The price of coal for delivery in Europe in 2021 ended February 2020 at $57.0/t, down by $23.7/t compared to the 2020 contract closed at the end of February 2019. With the exception of a few episodes of increase linked to reduced production at the extraction mines (strikes, collapses, increased controls, flooding or environmental protests), the price of coal fell steadily over the year 2019 and then in the beginning of the year 2020. The high price of CO2 coupled with the low price of gas has favoured the use of gas for power generation in 2019. Electricity generation from medium coal thus fell by almost 27% in Europe in 2019 compared to 2018. In early January 2020, the price rose when heavy rains made coal mining in South Africa difficult and Indonesia announced a 10% reduction in its exports in 2020. However, the downward trend resumed in mid-January, mainly as a result of the Coronavirus epidemic and the declining growth prospects. Since the Coronavirus epidemic also has an impact on domestic production of Chinese coal, it has had a one-off upward impact on the price, for example in early February.
The price of the CO2 emission certificate for delivery in December 2020 closed the month of February at €23.6/t. It stood at 22.1 €/t at the end of February 2019 for delivery in December 2019. The CO2 price was affected throughout 2019 by various announcements concerning the closure of German coal-fired power plants and the possible cancellation of the corresponding quotas. Developments with Brexit also played a dominant role in the price, generating considerable uncertainty about the future of the UK players’ obligations in the EU-ETS system.

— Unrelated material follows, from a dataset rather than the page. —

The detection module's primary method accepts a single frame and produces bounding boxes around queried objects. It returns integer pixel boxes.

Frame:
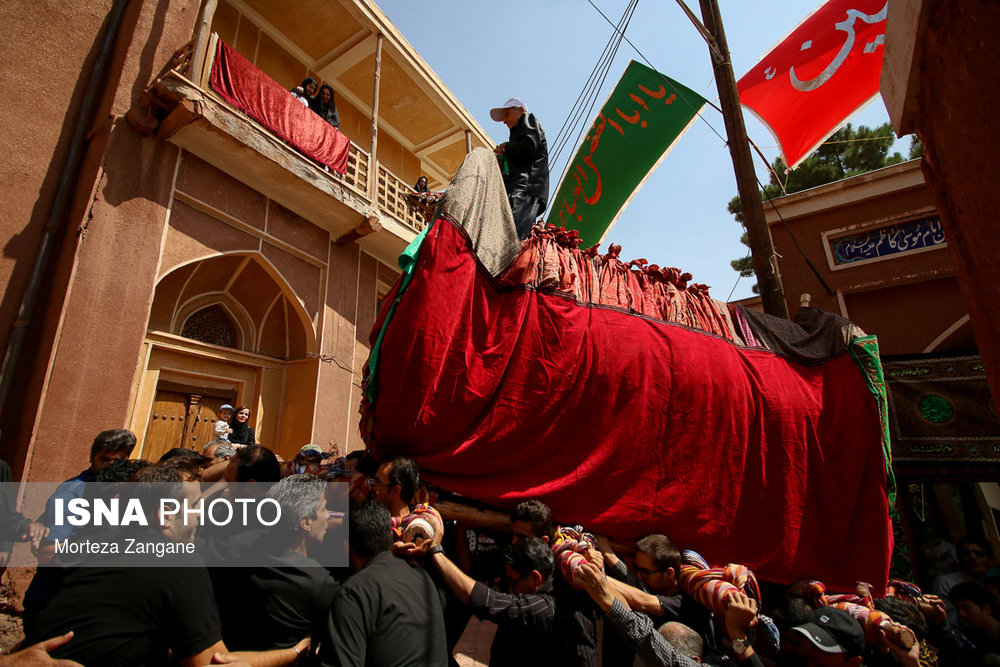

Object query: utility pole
[696,0,788,319]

In this uncertain context, the 2019 UK allowance auctions had been suspended. After the Brexit vote in December, noting that the British would participate in the 2020 withdrawal, the market therefore monitored the announcements in the beginning of 2020 regarding the auctioning of these allowances, concerned about the consequences of a sudden influx of allowances in the event of time-concentrated volume auctioning. Prices finished on a downward trend at the end of February, weakened by the growth impact of the coronavirus epidemic.
(1) On the basis of the scope and exchange rates as of 01/01/2020 and assumptions for nuclear generation in France ranging from 375TWh to 390TWh for 2020.
(2) Sum of personnel expenses and other external expenses. At comparable scope, standards and exchange rates. At constant pension discount rate. Excluding change in operating expenses for service activities.
(3) The objective includes exercising the put option on CENG securities in 2020. Completion of the transaction is likely to be deferred to 2021 depending on the timetable for obtaining regulatory approvals.
(4) With the French State committed to opting for a share-based payment for the balance of 2019 and for 2020.
(5) Adjusted for the remuneration of hybrid bonds accounted for in equity.